Base Conversion

There are several algorithms that are needed to work with integers in a computer.
- Most obvious problem: computers store binary (0s and 1s). That's all we have to work with.
- All other data types must be build from bits.
Theorem: For an integer \(b>1\) (the base), a positive integer \(n\) can be represented uniquely as \[n=a_kb^k + a_{k-1}n^{k-1} +\cdots + a_1b^1 + a_0b^0\,,\] where \(k>0\) is an integer and each \(a_i\) is an intger \(0\le a_i\lt b\).
For \(b=10\), you already knew this.
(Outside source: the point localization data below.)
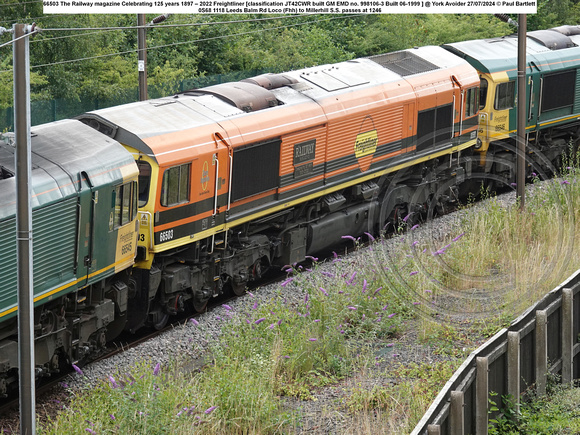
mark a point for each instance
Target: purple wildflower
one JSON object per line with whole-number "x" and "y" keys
{"x": 349, "y": 281}
{"x": 113, "y": 382}
{"x": 370, "y": 236}
{"x": 77, "y": 369}
{"x": 458, "y": 237}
The number 1253 is \[1253 = 1\cdot10^{3} + 2\cdot10^{2} + 5\cdot 10^1+3\cdot 10^0\,.\]
- That is, each \(a_i\) is the decimal digit in each position.
- Decimal (the way you're used to counting) is also called “base 10”.
The theorem implies that we can find an representation of any integer is any base.
- e.g. with base 7, we can represent 1257 as \[1257 = 3\cdot 7^3 + 4\cdot 7^2 + 4\cdot 7^1 + 0\cdot 7^0\,.\]
- We'll write this as a number with a subscript to indicate the base: \[1253_{10} = 3440_7\,.\]
If we represent a number in base 2, we will get a binary representation: only 0s and 1s.
- With our earlier example, we get \(1253_{10} = 10011100101_2\)
- But how did we get it?

This algorithm will convert a value (\(n\)) to any base (\(b\)):

procedure to_base(n, b)
    k = 0
    while n ≠ 0
        a[k] = n mod b
        n = ⌊n/b⌋
        k = k+1
    return a[k-1], a[k-2], …, a[1], a[0]

If we try it on the base 7 example above, the variable change as follows for each iteration: (all values base 10)
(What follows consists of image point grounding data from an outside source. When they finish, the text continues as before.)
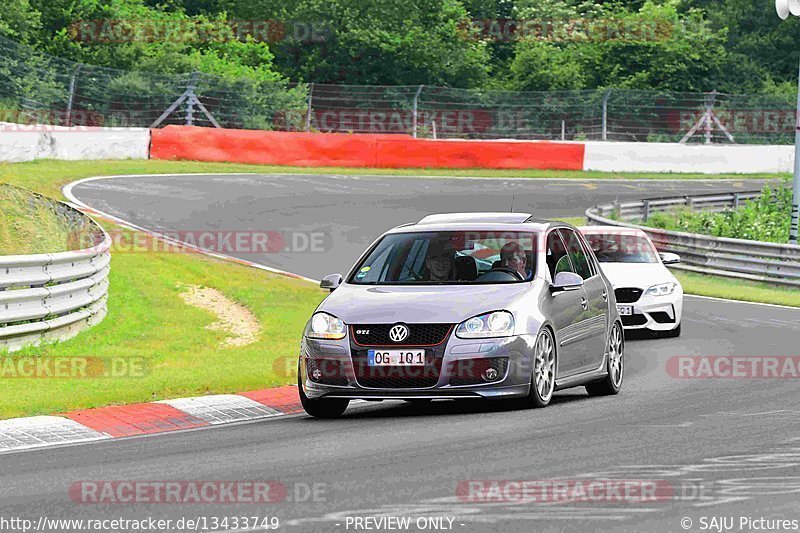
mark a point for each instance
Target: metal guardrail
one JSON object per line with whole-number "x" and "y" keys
{"x": 734, "y": 258}
{"x": 48, "y": 297}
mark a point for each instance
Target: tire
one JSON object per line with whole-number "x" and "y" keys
{"x": 615, "y": 365}
{"x": 320, "y": 408}
{"x": 543, "y": 374}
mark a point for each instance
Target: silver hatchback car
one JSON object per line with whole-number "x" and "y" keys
{"x": 464, "y": 305}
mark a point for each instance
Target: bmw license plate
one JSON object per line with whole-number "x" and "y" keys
{"x": 396, "y": 357}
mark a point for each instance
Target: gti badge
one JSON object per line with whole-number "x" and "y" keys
{"x": 398, "y": 333}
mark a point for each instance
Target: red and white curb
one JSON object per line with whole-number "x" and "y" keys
{"x": 119, "y": 421}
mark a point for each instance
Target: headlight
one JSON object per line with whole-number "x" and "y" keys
{"x": 661, "y": 290}
{"x": 325, "y": 326}
{"x": 496, "y": 324}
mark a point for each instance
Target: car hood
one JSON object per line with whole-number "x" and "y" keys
{"x": 642, "y": 275}
{"x": 357, "y": 304}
\(n\) \(k\) \(n\mathop{\mathbf{mod}}7\) \(\lfloor n/7\rfloor\)

1253 0 0 179

179 1 4 25

25 2 4 3

3 3 3 0
- We can read the base \(b\) expansion up the \(n\mathop{\mathbf{mod}}b\) column.
If we do this with base 16, we get:

\(n\) \(k\) \(n\mathop{\mathbf{mod}}16\) \(\lfloor n/16\rfloor\)

1253 0 5 78

78 1 14 4

4 2 4 0
- We don't have enough digits to represent the 14. We'll resort to letters: 0, 1, 2, 3, 4, 5, 6, 7, 8, 9, A, B, C, D, E, F.
- Then, \(1253_{10}=4\mathrm{E}5_{16}\)
- Base 16 is often called hexadecimal.
Other base occasionally used in computing: base 8 or octal.
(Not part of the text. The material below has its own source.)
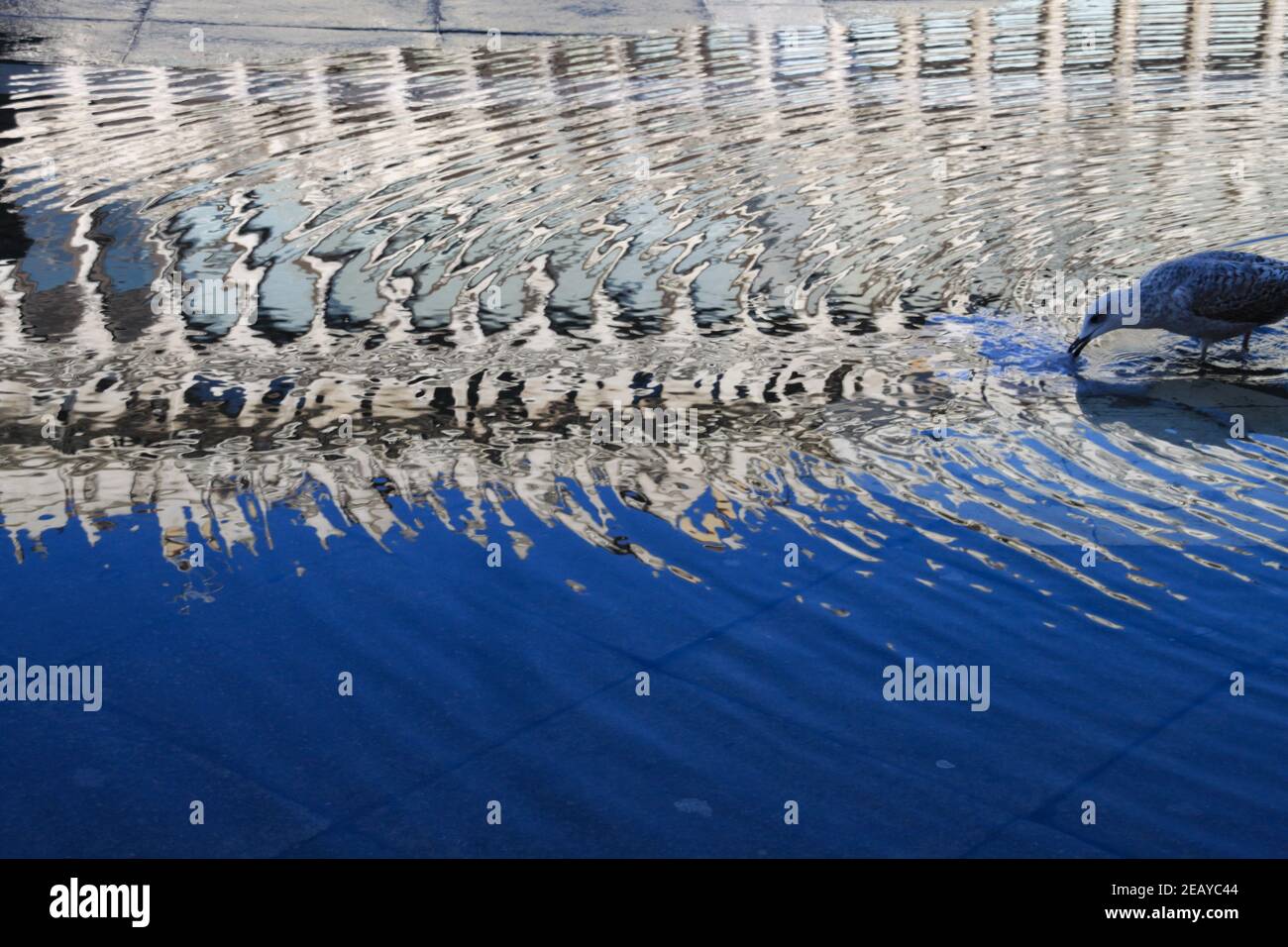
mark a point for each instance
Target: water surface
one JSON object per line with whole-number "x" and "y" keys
{"x": 825, "y": 244}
\(n\)	\(k\)	\(n\mathop{\mathbf{mod}}7\)	\(\lfloor n/7\rfloor\)
1253	0	0	179
179	1	4	25
25	2	4	3
3	3	3	0

\(n\)	\(k\)	\(n\mathop{\mathbf{mod}}16\)	\(\lfloor n/16\rfloor\)
1253	0	5	78
78	1	14	4
4	2	4	0

Application: Base64 Encoding

Many older email servers could only deal with ASCII characters: no non-English, no binary data (attachments, etc).
- When it became necessary to do those things in email, that data needed to be encoded somehow so that it wouldn't be mangled by older servers.
Characters that are definitely safe in any system: letters A–Z and a–z, digits 0–9.
- That's 62. Add in “+” and “/” and we have 64 values.
- 64 unique values means we have a way to encode base 64 integers.
- Take the message you're trying to send, convert to base 64, and represent that using those characters.
- Since 64 is a power of 2, the algorithm can be simplified a little.
Encoding in base64:
- Take the bits you have to encode. Break into 6-bit chunks. Each 6-bit string can be encoded as one base64 character.
- Convert the 6 bits (e.g. \(100110_2\)) to a number (\(2^5+2^2+2^1=38_{10}\)).
- Take the character that maps to that value (38 is “m”).
- Do that for each 6-bit chunk.
- Fix a little if you don't have a multiple of 6 bits in the original message.

For example, the ASCII string “Hello world!” gets encoded as “SGVsbG8gd29ybGQh”.

Longer messages are typically split across lines (long lines were another problem in old mail software):

RGlkIHlvdSByZWFsbHkgZGVjb2RlIHRoaXM/IEdvb2QgZm9yIHlvdS4gSXQncyBuaWNlIHRvIHNl
ZSBzdHVkZW50cyB0YWtpbmcgaW5pdGlhdGl2ZS4KCk1heWJlIHlvdSBleHBlY3RlZCBzb21lIG1p
ZHRlcm0gaGludHMgaGVyZT8gU29ycnkgYWJvdXQgdGhhdC4=

Base64 is also used in data URLs in HTML: [from Wikipedia “Data URI scheme”]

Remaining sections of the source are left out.